Motivation

Many functions can be written in the form

$$f(x) = \frac{a_0}{2} + \sum_{n=1}^{\infty}(a_n \cos nx + b_n \sin nx).$$ (1)

This trigonometric series is then called the Fourier series of $f$, and the numbers $a_0, a_n, b_n$ are called the Fourier coefficients of $f$. Fourier series arise in many physical problems, for example, in mechanical vibrations, electromagnetic waves, heat conduction etc.

The representation of functions by series is familiar to us from Calculus, such as Taylor series. For example, the function $f(x) = e^x$ around the point 0 can be represented by the power series

$$e^x = \sum_{n=0}^{\infty}\frac{x^n}{n!} = 1 + \frac{x}{1!} + \frac{x^2}{2!} + \ldots,$$ (2)

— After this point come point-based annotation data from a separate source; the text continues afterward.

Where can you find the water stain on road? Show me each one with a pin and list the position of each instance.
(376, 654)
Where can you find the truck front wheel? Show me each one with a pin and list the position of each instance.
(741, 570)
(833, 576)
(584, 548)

known as Maclauren Series.

The power series representation of a function around some point $a$ gives us polynomial approximation of that function around $a$, with any desirable degree of accuracy. In fact, the first-degree Taylor polynomial for the function $f$ around $a$,

$$T(x) = f(a) + f^{\prime}(a)(x - a),$$

is the linearization of $f$ at $a$.

Taylor series can approximate only continuous functions that have derivatives of all orders. An important advantage of the Fourier series is that it can approximate functions with many discontinuities, such as, for example, the "impulse" functions of electrical engineering.